Die Diskussion um Free Bleeding ist ein Luxusproblem

Außerdem: Dass wir überhaupt die Möglichkeit haben uns Gedanken darüber zu machen, ob wir Periodenartikel nutzen oder nicht, ist ein großes Privileg, über das wir uns bewusst sein sollten. In vielen Regionen der Welt haben Frauen keine andere Möglichkeit als ohne Binden und Tampons zu menstruieren, einfach weil sie sich diese nicht leisten können.

Ein Tabu rund um die Periode sollte es im Jahr 2022 natürlich auch längst nicht mehr geben.
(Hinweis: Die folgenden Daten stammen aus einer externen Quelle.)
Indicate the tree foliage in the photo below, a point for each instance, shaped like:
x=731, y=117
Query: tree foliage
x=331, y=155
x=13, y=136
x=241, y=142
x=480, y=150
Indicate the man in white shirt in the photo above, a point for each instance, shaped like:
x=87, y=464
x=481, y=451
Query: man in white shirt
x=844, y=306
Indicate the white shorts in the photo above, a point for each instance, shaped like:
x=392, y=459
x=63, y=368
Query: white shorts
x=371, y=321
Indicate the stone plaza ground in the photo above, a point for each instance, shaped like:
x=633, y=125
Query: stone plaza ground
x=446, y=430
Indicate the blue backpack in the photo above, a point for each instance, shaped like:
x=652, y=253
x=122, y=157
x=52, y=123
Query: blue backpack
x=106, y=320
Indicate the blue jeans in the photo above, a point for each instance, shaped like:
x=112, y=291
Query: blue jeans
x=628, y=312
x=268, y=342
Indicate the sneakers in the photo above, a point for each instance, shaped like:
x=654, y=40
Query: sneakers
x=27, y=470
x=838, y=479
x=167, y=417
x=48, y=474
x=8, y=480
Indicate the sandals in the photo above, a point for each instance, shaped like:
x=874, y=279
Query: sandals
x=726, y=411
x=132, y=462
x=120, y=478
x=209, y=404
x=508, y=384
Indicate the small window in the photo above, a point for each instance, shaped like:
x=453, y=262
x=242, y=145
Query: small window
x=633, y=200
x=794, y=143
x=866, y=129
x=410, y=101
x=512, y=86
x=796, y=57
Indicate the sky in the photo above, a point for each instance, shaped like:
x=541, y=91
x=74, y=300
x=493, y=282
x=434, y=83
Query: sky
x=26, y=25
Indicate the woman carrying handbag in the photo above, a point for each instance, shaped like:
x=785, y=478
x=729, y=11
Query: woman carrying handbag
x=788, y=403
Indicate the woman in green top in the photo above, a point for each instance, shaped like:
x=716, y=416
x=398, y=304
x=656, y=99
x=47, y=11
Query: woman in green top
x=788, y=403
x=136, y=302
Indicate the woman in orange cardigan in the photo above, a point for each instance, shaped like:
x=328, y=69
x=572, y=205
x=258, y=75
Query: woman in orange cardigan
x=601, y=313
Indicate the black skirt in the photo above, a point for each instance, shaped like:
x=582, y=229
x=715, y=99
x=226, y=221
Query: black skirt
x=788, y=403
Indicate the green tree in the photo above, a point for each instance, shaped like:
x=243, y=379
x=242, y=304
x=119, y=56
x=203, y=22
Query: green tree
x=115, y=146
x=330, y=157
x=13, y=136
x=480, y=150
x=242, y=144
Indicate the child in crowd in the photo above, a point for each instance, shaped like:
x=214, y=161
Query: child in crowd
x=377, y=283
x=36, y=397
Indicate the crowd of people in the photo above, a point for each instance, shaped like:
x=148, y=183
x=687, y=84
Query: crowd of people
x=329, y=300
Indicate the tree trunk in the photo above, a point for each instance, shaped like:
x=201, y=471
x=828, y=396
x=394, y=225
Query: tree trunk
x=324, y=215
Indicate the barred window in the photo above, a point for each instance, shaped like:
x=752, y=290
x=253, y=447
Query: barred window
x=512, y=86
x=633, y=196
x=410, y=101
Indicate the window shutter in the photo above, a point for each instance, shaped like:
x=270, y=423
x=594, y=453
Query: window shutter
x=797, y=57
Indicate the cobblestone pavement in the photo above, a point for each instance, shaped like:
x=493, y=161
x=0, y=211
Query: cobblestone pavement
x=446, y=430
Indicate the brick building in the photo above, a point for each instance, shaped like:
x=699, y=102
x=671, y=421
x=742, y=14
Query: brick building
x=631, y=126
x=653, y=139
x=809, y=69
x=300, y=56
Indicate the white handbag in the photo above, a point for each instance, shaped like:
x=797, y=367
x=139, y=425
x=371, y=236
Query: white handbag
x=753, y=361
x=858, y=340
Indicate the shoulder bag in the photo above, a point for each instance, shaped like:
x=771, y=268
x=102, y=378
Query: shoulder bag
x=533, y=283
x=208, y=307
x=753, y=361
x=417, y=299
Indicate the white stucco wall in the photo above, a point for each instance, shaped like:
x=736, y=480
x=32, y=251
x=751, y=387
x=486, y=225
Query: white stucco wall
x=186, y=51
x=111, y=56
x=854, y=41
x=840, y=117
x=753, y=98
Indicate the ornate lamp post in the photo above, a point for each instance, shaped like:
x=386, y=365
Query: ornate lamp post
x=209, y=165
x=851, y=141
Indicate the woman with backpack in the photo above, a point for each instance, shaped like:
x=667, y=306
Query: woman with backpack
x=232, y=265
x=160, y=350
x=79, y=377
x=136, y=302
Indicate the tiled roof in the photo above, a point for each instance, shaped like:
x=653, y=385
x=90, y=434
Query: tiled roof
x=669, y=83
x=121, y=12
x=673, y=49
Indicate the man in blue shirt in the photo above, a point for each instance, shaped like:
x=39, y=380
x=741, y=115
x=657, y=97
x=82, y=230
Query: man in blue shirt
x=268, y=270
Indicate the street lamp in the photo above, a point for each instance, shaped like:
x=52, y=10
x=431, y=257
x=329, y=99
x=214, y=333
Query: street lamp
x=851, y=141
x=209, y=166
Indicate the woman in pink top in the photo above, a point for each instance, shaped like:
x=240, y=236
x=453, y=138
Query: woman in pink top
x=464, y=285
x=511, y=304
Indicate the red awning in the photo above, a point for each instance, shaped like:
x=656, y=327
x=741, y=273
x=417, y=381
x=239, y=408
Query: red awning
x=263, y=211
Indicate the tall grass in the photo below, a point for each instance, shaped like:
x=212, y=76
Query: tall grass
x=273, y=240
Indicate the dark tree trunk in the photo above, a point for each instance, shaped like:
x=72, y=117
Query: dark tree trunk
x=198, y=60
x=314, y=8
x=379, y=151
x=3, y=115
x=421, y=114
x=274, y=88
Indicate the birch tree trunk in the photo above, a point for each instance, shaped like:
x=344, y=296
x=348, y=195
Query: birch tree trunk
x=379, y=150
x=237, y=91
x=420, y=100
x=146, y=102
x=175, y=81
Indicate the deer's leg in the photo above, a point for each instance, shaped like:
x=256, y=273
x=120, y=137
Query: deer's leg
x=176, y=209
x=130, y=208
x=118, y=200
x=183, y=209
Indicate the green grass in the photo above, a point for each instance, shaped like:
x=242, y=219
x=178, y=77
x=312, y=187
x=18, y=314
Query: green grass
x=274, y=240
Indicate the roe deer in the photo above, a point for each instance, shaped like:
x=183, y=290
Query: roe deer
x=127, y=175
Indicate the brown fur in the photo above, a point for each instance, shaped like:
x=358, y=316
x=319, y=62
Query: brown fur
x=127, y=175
Für mehr Akzeptanz und Aufklärung über den weiblichen Körper braucht es keinen radikalen Verzicht wie beim Free Bleeding. Stattdessen kann auch einfach darüber geredet werden. Mädchen kann schon von der ersten Periode an vermittelt werden, dass es keinen Grund gibt sich zu schämen. Schließlich gehört dieser Prozess zu einem gesunden weiblichen Körper dazu.

Nachhaltiges menstruieren geht auch anders

Menstruationstasse

Wer während der Periode nachhaltig handeln möchte, hat genug Alternativen zum Free Bleeding. Schon seit längerem gibt es zum Beispiel wiederverwendbare Periodenunterwäsche oder Menstruationstassen. Und mit Bio-Tampons oder Bio-Binden kann sichergestellt werden, dass der Körper während der Periode nicht mit Schadstoffen in Kontakt kommt, wie es bei der Verwendung von konventionellen Produkten häufig der Fall ist.